Topic and sentiment analysis using Twitter API

25 January 2017

Yet another good example of using third party API

python

sql

data

sentiment-analysis

twitter

api

Nowadays, it's really easy to get information or reviews about a specific product, or what people might think about a topic. You can check reviews on a merchant site or an online shopping site like Amazon or others. Alternatively, you can also hear from people think about a product on social networks, because people tend to express their feelings quickly through Twitter or Facebook, rather than bother themselves to write reviews on a specific website. An example of this, is the American election. You can see what millions of people think about a particular candidate by analyzing they say on their tweets.

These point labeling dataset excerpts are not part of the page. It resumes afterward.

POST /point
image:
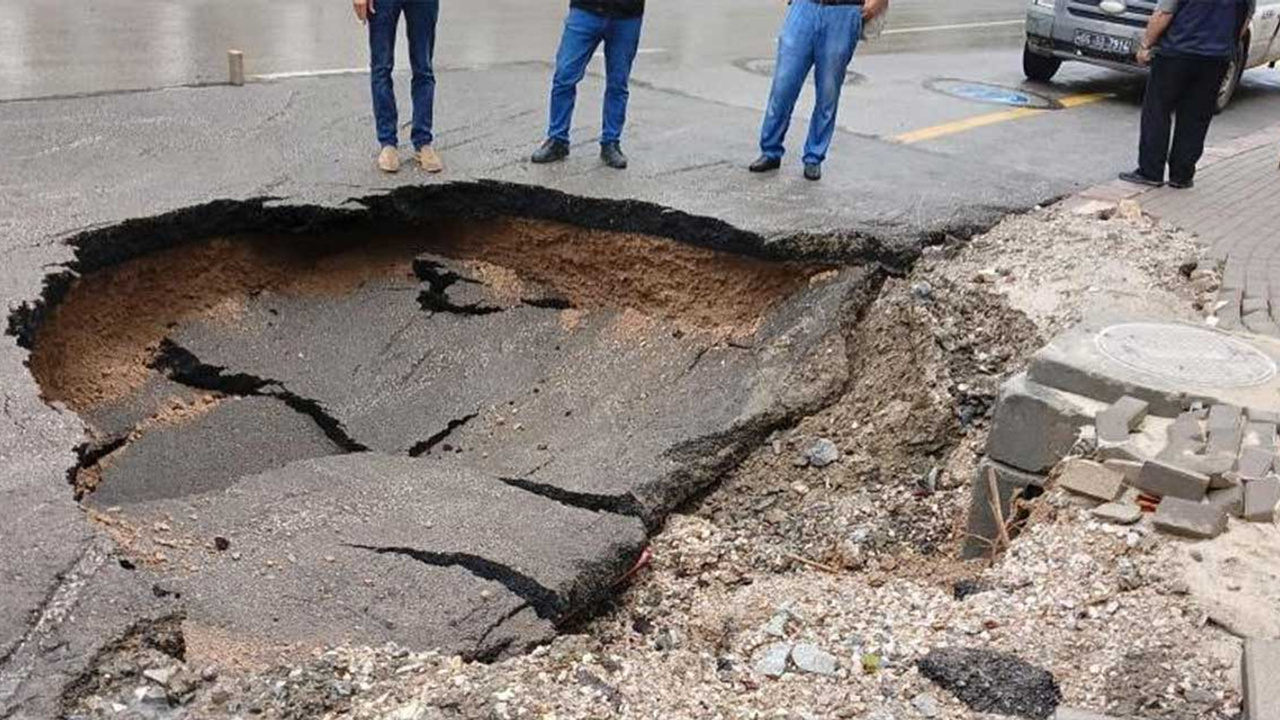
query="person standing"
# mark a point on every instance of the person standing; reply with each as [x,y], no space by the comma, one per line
[383,21]
[822,36]
[1189,45]
[617,24]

So, I did an analysis about a famous video game released recenlty. Being a great fan of Final Fantasy XV, I wanted to know how people think about it before bying it. So naturally, I choose to use Twitter and its Streaming API to get real-time tweets from people around the world and analyze their tweets. First, you have to register in order to get an API key before being able to use the Twitter API to fetch the streaming tweets. I used for this study, Tweepy, the Twitter API for Python that supports their streaming API. Here's the part of the code which fetchs streaming tweets related to a topic you speficy with keywords :

import tweepy

consumer_key        = '<YOUR_CONSUMER_KEY>'
consumer_secret     = '<YOUR_CONSUMER_SECRET_KEY>'
access_token        = '<YOUR_ACCESS_TOKEN>'
access_token_secret = '<YOUR_ACCESS_TOKEN_SECRET>'

auth = tweepy.OAuthHandler(consumer_key, consumer_secret)
auth.set_access_token(access_token, access_token_secret)

api = tweepy.API(auth)

myStreamListener = MyStreamListener()
myStream = tweepy.Stream(auth = api.auth, listener=myStreamListener)
myStream.filter(track=['ffxv', 'ff xv', 'ff15', 'ff 15', 'final fantasy xv', 'final fantasy 15'])

So your MyStreamListener class will handle the streaming tweets. The response for the API call is returned in JSON format, and what we want to do, is to store not all, but specific and useful fields of the JSON response in a SQL table in order to analyze the database for further process. Processing or storing the streaming tweets should be done inside the MyStreamListener within the method on_data. Here are the fields I choose to store and how MyStreamListener now looks like :

class MyStreamListener(tweepy.StreamListener):
  def on_status(self, status):
    print(status.text)

  def on_error(self, status):
    print(status)

  def on_data(self, data):
    all_data             = json.loads(data)
    created_at           = all_data['created_at']
    favorite_count       = all_data['favorite_count']
    favorited            = all_data['favorited']
    filter_level         = all_data['filter_level']
    lang                 = all_data['lang']
    retweet_count        = all_data['retweet_count']
    retweeted            = all_data['retweeted']
    source               = all_data['source']
    text                 = all_data['text']
    truncated            = all_data['truncated']
    user_created_at      = all_data['user']['created_at']
    user_followers_count = all_data['user']['followers_count']
    user_location        = all_data['user']['location']
    user_lang            = all_data['user']['lang']
    user_name            = all_data['user']['name']
    user_screen_name     = all_data['user']['screen_name']
    user_time_zone       = all_data['user']['time_zone']
    user_utc_offset      = all_data['user']['utc_offset']
    user_friends_count   = all_data['user']['friends_count']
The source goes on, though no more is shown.